Articles, Blog

IBM Watson Machine Learning: Build a multiclass classification model by running an AutoAI experiment

February 14, 2020

This video shows you how to build a Multiclass classification model that evaluates and rates car purchases based on typical criteria. For this video, you’ll use a Data Set called Car Evaluation which you’ll find in the IBM Watson Gallery. The data set is sourced from the University of California Irvine Machine Learning Repository. It includes 6 attributes someone would consider when purchasing a vehicle: the purchase price, the maintenance costs, number of doors, passenger capacity, size of the luggage area, and safety ratings. The last column is the evaluation for each vehicle: acceptable, good, unacceptable, or very good.
Add this data set to the Watson Machine Learning project, and then view the project. On the assets tab, you’ll see the data set.
Now you’re ready to add to the project, an AutoAI experiment. This project already has the Watson Machine Learning service associated. If you haven’t done that yet, first watch the video showing how to run an AutoAI experiment based on a sample. Just provide a name for the experiment, and then click Create.
Next, the AutoAI Experiment Builder displays. You first need to load the training data. In this case, the data set will be from the project.

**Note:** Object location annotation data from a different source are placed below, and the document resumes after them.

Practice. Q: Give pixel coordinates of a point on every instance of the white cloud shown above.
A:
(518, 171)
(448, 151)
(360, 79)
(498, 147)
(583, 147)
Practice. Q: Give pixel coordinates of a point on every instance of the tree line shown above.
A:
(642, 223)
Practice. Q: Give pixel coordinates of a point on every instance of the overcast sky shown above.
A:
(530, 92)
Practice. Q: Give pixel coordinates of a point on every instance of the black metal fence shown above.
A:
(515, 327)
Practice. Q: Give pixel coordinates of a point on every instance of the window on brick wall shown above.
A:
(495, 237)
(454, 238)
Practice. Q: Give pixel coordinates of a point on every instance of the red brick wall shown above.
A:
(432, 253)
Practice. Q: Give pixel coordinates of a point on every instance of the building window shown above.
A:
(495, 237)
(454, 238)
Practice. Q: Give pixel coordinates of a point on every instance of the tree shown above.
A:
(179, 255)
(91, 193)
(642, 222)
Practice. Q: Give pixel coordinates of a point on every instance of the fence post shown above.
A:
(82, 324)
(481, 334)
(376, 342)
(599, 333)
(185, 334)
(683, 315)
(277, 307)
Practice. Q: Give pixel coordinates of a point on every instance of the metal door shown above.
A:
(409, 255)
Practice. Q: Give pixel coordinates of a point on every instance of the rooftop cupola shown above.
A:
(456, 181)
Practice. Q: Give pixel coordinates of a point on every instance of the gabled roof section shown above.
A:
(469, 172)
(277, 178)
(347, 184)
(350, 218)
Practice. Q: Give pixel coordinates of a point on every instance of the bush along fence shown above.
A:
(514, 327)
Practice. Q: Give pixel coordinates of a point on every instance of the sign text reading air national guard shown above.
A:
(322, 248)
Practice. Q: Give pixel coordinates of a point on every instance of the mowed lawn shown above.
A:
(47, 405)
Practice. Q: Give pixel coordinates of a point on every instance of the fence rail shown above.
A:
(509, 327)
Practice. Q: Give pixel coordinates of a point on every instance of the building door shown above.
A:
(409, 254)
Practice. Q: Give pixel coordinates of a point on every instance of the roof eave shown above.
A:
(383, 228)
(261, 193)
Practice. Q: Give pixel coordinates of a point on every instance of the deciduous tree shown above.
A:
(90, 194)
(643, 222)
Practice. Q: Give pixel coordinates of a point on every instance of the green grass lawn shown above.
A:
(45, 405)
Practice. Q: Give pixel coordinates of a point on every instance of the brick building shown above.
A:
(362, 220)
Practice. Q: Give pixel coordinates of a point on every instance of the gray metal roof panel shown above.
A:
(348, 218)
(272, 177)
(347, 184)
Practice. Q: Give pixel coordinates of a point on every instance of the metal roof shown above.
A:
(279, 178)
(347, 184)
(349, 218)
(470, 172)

Select the CarEvaluation CSV file from the list.  AutoAI reads the data set, and lists the columns found in the data set. In this case, you want to select Evaluation as the column to predict.
Now edit the experiment settings. First look at settings for the Data Source. If you have a large data set, you can run the experiment on a subsample of rows. And you can configure how much of the data will be used for training and how much will be used for evaluation. The default is a 90%-10% split where 10% of the data is reserved for evaluation.  You can also select which columns from the data set to include when running the experiment. On the Prediction panel, you can select a prediction type. In this case, the Evaluation column includes four possible outcomes, so a multiclass classification model is most suitable. The default metric for a multiclass classification is accuracy. If you’d like, you can choose specific algorithms to consider for this experiment. On the General panel,  you can review other details about the experiment.
Now save the settings. Now run the experiment, and wait as the Pipeline leaderboard fills in to show the generated pipelines using different estimators, such as the XGBoost classifier, or enhancements, such as  hyperparameter optimization and feature engineering, with the pipelines ranked based on the Accuracy metric. Hyperparameter Optimization is a mechanism for automatically exploring a search space of potential Hyperparameters, building a series of models and comparing the models using metrics of interest. Feature engineering attempts to transform the raw data into the combination of features that best represents the problem to achieve the most accurate prediction.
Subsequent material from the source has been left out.